Use "out of band" (for I2C, anyway) data to indicate that an event has occurred. For example, use a single interrupt on the master that is shared by all the slaves.  When the interrupt is triggered, the master would poll all slaves via I2C to find out what happened.

If you have few enough slaves, you could do something similar with a pin change interrupt and know which slave triggered the interrupt.

-j

EmilyJane

I just want to comment that I2C was designed to support the concept of multiple masters so there is no reason why your application can't be designed that way.

Also, addresses 0x1 and 0x2 are reserved addresses in the spec and I don't know if that is causing you any problems or not. Addresses between 0x8 and 0x78 are free and you could pic some of those for your tests.

wyatt

Well, this is sweet!  To make a long story short, the Wire library supports multi master I2C buses without a problem; the only thing which needs to be improved on is the documentation on the Arduino site (side note: how do we request a change in the docs?
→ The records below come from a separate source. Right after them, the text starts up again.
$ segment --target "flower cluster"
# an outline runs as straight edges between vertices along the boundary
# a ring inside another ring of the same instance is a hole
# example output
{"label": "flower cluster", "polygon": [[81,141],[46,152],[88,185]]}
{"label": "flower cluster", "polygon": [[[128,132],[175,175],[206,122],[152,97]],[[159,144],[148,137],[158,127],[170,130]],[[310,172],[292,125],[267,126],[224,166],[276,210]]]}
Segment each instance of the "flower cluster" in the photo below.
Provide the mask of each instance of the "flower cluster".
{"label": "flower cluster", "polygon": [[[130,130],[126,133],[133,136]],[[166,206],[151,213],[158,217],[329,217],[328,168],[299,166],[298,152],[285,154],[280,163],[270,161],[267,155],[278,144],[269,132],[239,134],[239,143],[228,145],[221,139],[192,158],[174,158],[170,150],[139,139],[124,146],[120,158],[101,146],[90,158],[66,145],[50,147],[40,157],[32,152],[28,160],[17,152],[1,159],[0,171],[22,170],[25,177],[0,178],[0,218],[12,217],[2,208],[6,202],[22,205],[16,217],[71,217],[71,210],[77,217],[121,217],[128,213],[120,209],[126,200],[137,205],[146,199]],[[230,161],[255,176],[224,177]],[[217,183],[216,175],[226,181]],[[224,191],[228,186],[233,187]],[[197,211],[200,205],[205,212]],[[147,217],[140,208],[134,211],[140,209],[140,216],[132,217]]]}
I would be willing to write up correct documentation if someone else can post it on the site).

I broke down and looked at the code for the Wire library, and it turns out that the twi.c function 'twi_writeto' is called from Wire.endTransmission().  In twi_writeto, the comments state that it first attempts to become bus master, then sends the message.   From this, I was able to gather that the Wire library documentation is misleading; while you *can* join the bus as Master without an address, you can also join as a slave.  The reason it says Master can join w/o an address is that it *makes no sense* for a device which could ever be used as a slave to join without an address.

Anyway, with this new datum, I modified the sketch, calling Wire.begin(address) only once for each chip, and using Wire.beginTransmission / Wire.send / Wire.endTransmission whenever an event needed to be processed.  Lo and behold, it works perfectly!

Below is my code, in case someone is interested in doing I2C / TWI multi master with arduinos (use the same code for both chips, but swap THIS_ADDRESS and OTHER_ADDRESS for the second chip):

Code: [Select]

/**
*
* Sample Multi Master I2C implementation.  Sends a button state over I2C to another
* Arduino, which flashes an LED correspinding to button state.
*
* Connections: Arduino analog pins 4 and 5 are connected between the two Arduinos,
* with a 1k pullup resistor connected to each line.  Connect a push button between
* digital pin 10 and ground, and an LED (with a resistor) to digital pin 9.
*
*/

#include <Wire.h>

#define LED 9
#define BUTTON 10

#define THIS_ADDRESS 0x8
#define OTHER_ADDRESS 0x9

boolean last_state = HIGH;

void setup() {
 pinMode(LED, OUTPUT);
 digitalWrite(LED, LOW);
 
 pinMode(BUTTON, INPUT);
 digitalWrite(BUTTON, HIGH);
 
 Wire.begin(THIS_ADDRESS);
 Wire.onReceive(receiveEvent);
}

void loop() {
 if (digitalRead(BUTTON) != last_state){
   last_state = digitalRead(BUTTON);
   Wire.beginTransmission(OTHER_ADDRESS);
   Wire.send(last_state);
   Wire.endTransmission();
 }
}

void receiveEvent(int howMany){
 while (Wire.available() > 0){
   boolean b = Wire.receive();
   Serial.print(b, DEC);
   digitalWrite(LED, !b);
 }
 Serial.println();
}


Thanks to all who replied for helping me walk through this one.

Cheers

EmilyJane

Oh, cool! We were just talking about that over in this thread:
http://www.arduino.cc/cgi-bin/yabb2/YaBB.pl?num=1248311595

I'm glad you figured that out as I was just about to hook up a couple of boards to see if receiveEvent () works for masters too.

Great, thanks for persevering.

mem

Quote
side note: how do we request a change in the docs?